Verendrye, North Dakota

Watch Verendrye Age Forty Years

Yesterday, Steve Lee sent us some photos of flooding in Verendrye, North Dakota. They were taken by his father during the Mouse (Souris) River floods “sometime in the mid to late forties.”

My father, Howard Lee, took these photos.  He grew up on his grandfather’s (Herbrand Lee) farm, 2 or 3 miles northeast of Verendrye. Herbrand Lee homesteaded in the area. 

Today, Steve sent us another photo with the following note:

I just noticed, on Google Earth, that this structure is no longer standing. With that in mind, here is a photo of that storefront from about 1983. It was taken with a 4×5 Crown Graphic. I was trying to emulate the same angle as my father’s photo.

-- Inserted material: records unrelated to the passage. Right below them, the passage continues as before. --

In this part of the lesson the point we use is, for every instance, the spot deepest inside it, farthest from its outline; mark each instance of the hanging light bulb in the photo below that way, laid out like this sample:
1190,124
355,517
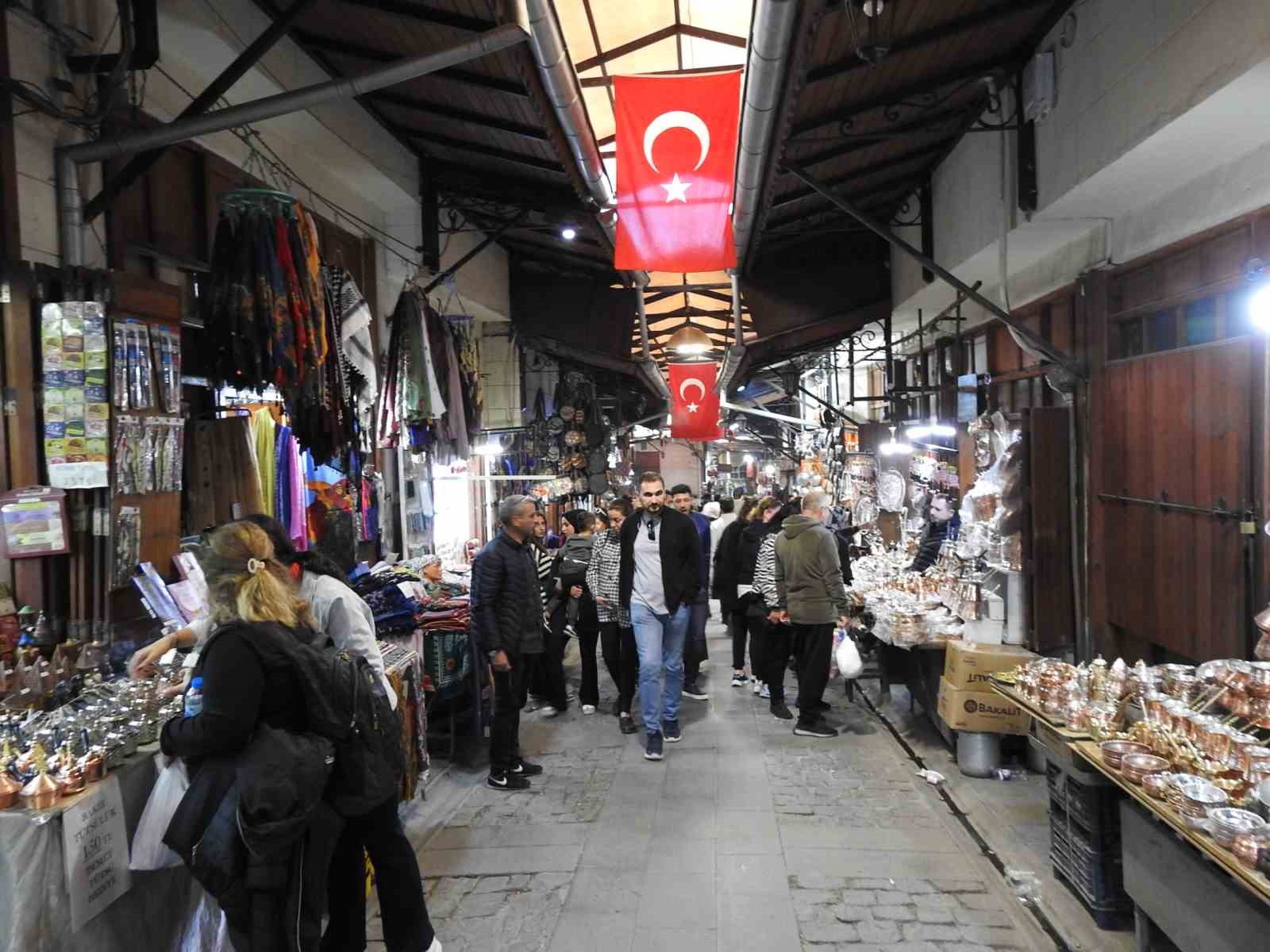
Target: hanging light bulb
893,447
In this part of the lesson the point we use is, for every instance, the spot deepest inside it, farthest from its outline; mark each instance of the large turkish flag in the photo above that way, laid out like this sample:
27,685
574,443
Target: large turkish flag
695,408
676,159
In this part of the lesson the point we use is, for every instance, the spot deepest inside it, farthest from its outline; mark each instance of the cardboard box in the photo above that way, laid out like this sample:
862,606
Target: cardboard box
986,712
968,664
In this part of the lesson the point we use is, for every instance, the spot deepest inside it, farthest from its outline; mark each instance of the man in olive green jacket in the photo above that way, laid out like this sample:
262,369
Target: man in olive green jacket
810,593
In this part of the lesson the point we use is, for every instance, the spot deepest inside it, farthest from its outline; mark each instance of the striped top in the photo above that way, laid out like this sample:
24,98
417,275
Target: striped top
602,573
765,571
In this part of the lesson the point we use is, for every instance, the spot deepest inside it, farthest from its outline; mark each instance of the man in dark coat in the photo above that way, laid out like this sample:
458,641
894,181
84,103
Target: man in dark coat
507,617
660,581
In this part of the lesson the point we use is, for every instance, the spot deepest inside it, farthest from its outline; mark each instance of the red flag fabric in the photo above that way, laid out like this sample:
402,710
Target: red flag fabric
676,156
695,412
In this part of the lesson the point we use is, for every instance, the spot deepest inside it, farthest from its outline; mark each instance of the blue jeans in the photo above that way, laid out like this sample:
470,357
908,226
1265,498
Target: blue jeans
660,639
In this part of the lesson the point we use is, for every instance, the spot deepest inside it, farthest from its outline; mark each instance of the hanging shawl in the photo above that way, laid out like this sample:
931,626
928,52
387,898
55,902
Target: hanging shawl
353,321
220,305
298,308
310,274
264,263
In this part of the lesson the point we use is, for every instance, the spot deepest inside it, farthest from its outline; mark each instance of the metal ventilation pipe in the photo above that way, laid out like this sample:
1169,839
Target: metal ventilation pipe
563,89
565,94
765,73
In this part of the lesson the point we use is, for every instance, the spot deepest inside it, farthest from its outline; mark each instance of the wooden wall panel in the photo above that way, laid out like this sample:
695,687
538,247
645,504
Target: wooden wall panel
1053,607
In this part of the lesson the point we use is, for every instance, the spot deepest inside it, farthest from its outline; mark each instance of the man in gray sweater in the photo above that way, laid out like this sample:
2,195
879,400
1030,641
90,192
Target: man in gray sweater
810,593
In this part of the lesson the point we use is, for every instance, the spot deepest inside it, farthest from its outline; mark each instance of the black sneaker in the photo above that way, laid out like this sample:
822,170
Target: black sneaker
506,780
653,749
818,729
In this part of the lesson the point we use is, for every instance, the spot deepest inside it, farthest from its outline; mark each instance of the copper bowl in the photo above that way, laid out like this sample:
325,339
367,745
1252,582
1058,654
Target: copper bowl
1115,750
1230,823
1259,679
1249,847
1157,785
1137,767
1200,799
1216,742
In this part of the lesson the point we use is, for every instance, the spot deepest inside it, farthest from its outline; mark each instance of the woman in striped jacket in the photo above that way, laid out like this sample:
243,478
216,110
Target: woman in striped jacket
768,626
616,636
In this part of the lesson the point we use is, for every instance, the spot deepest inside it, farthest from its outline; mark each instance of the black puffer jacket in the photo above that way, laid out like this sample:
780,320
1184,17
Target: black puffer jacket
507,608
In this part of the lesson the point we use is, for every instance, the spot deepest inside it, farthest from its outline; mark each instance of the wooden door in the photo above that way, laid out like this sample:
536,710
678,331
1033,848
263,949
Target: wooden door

With that we have two images of the same place, separated by a generation, captured by a father and son with deep family roots in North Dakota.  We put the two photos together in an animation.  Watch as the General Store in Verendrye ages nearly 40 years:

Verendrye Ages 40 Years

Like these animations?

See also: Omemee: Now and Then
See also: Heaton: Six Years Later
See also: Lincoln Valley, North Dakota 

Photos by Howard and Steven Lee
Animation by Troy Larson
Original content copyright Sonic Tremor Media LLC

Comments
6 Responses to “Watch Verendrye Age Forty Years”
  1. Debra says:

    Love the animations as much as I love this site. I wish all these towns could be preserved with new families to live good lives.
    But as the land is bought either privately or the state/county gets it unfortunately because of today’s liability the unstable buildings would need to come down.
    Keep the pictures coming!

    • Lynn Mickelson says:

      WOW!!! What a difference time makes! Makes me wonder what all these people did after these photos were taken. I wonder if there is anyone alive today who remembers when this big ol’ “DUCK” came rolling in to town. I absolutely LOVE this web site and spend quite a bit of time here. It is so very interesting to read about the history and how these communities slowly died away. The site, photos and history of Omemee made me so very depressed…more than any other community that I have read about here. The photos of a once vibrant and sizeable town, the several houses and business enterprises that existed and to see all the people on the train depot platform……to what is left today. In all reality, this must have declined very rapidly since we are not talking anywhere near 100 years time span. Depressing…but very interesting and a big “Thank You” to all of you to keep these memories alive.

      Lynn Mickelson

  2. John Burgum says:

    Love this pic – thanks for posting this. I lived in Towner from 1966 through 1968, aged 4-7 (trust me, the math works), and I remember my first favorite home town so well. BTW – we called it the Mouse. Only Canadians and TV anchors from Minot called it the “Souris”.

    NoDak4EVR

  3. Dave D says:

    I’m from the Mohall area and we also only ever called it the Mouse River as well (mainly due to the park west of town).

  4. Kandie says:

    There is nothing I enjoy more on my drives around the state than seeing old farm houses or abandoned towns and imagining who lived there and what they were like when they were “alive.” I appreciate so much the folks who take these old beauties and restore them and give them another chance at life. The next best thing is to photograph them so they are never forgotten…thank you for your part in that.

  5. Doc says:

    I attended the Falsen Public School in Verendrye through 5th grade. Florence Lokken was my 1-4 grade teacher and Loretta Larson was my 5th grade teacher. Roy and Millie Howe ran the Corner Store, which had groceries and a gas pump out front. Roy also had “Roy’s Bar” next to the grocery store. H. T. Blackstead owned the Minneapolis Moline farm equipment dealership, next to the bar. Next, to the north was the dance hall and then the hotel, ran by Albert and Susie Lee. Don Smith was the depot manager, where we hauled our cream cans, for shipment to Minot via the “dinky”, (train)! Blackstead also ran the grain elevator. Other residents were Frank “Pop” Shaw, Harry Wolhowe, Gust and Helen Wolhowe and Mulma. Charles Parks and his wife ran the Post Office and rural delivery. I drank my first beer (pony bottle of Miller) in Roy’s bar when I was 6 years old. Roy gave it to me for helping him deliver a drink to Leonard Keller. My father was with me, to make sure I drove home okay. Good memories!